Property Binding

An object's property can be assigned a static value which stays constant until it is explicitly assigned a new value. However, to make the fullest use of QML and its built-in support for dynamic object behaviors, most QML objects use property bindings.

Property bindings are a core feature of QML that lets developers specify relationships between different object properties. When a property's dependencies change in value, the property is automatically updated according to the specified relationship.

Behind the scenes, the QML engine monitors the property's dependencies (that is, the variables in the binding expression). When a change is detected, the QML engine re-evaluates the binding expression and applies the new result to the property.

Overview

To create a property binding, a property is assigned a JavaScript expression that evaluates to the desired value. At its simplest, a binding may be a reference to another property. Take the following example, where the blue Rectangle's height is bound to the height of its parent:

Rectangle {
    width: 200; height: 200

    Rectangle {
        width: 100
        height: parent.height
        color: "blue"
    }
}

Whenever the height of the parent rectangle changes, the height of the blue rectangle automatically updates to be of the same value.

A binding can contain any valid JavaScript expression or statement, as QML uses a standards compliant JavaScript engine. Bindings can access object properties, call methods and use built-in JavaScript objects such as Date and Math. Below are other possible bindings for the previous example:

height: parent.height / 2

height: Math.min(parent.width, parent.height)

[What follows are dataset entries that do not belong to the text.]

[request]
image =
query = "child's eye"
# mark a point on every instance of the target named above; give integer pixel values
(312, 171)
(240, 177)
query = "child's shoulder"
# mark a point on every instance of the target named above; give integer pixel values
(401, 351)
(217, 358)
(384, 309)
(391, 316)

height: parent.height > 100 ? parent.height : parent.height/2

height: {
    if (parent.height > 100)
        return parent.height
    else
        return parent.height / 2
}

height: someMethodThatReturnsHeight()

Below is a more complex example involving more objects and types:

Column {
    id: column
    width: 200
    height: 200

    Rectangle {
        id: topRect
        width: Math.max(bottomRect.width, parent.width/2)
        height: (parent.height / 3) + 10
        color: "yellow"

        TextInput {
            id: myTextInput
            text: "Hello QML!"
        }
    }

    Rectangle {
        id: bottomRect
        width: 100
        height: 50
        color: myTextInput.text.length <= 10 ? "red" : "blue"
    }
}

In the previous example,

  • topRect.width depends on bottomRect.width and column.width
  • topRect.height depends on column.height
  • bottomRect.color depends on myTextInput.text.length

Syntactically, bindings are allowed to be of arbitrary complexity. However, if a binding is overly complex - such as involving multiple lines, or imperative loops - it could indicate that the binding is being used for more than describing property relationships. Complex bindings can reduce code performance, readability, and maintainability. It may be a good idea to redesign components that have complex bindings, or at least factor the binding out into a separate function.

Creating Property Bindings from JavaScript

A property with a binding is automatically updated as necessary. However, if the property is later assigned a static value from a JavaScript statement, the binding will be removed.

For example, the Rectangle below initially ensures that its height is always twice its width. However, when the space key is pressed, the current value of width*3 will be assigned to height as a static value. After that, the height will remain fixed at this value, even if the width changes. The assignment of the static value removes the binding.

import QtQuick 2.0

Rectangle {
    width: 100
    height: width * 2

    focus: true
    Keys.onSpacePressed: {
        height = width * 3
    }
}

If the intention is to give the rectangle a fixed height and stop automatic updates, then this is not a problem. However, if the intention is to establish a new relationship between width and height, then the new binding expression must be wrapped in the Qt.binding() function instead:

import QtQuick 2.0

Rectangle {
    width: 100
    height: width * 2

    focus: true
    Keys.onSpacePressed: {
        height = Qt.binding(function() { return width * 3 })
    }
}

Now, after the space key is pressed, the rectangle's height will continue auto-updating to always be three times its width.

Using this with Property Binding

When creating a property binding from JavaScript, the this keyword can be used to refer to the object which receives the binding. This is helpful for resolving ambiguities with property names.

For example, the Component.onCompleted handler below is defined within the scope of the Item. In this scope, width refers to the Item's width, not the Rectangle's width. To bind the Rectangle's height to its own width, the binding expression must explicitly refer to this.width (or alternatively, rect.width):

Item {
    width: 500
    height: 500

    Rectangle {
        id: rect
        width: 100
        color: "yellow"
    }

    Component.onCompleted: {
        rect.height = Qt.binding(function() { return this.width * 2 })
        console.log("rect.height = " + rect.height) // prints 200, not 1000
    }
}

Note: The value of this is not defined outside of property bindings. See JavaScript Environment Restrictions for details.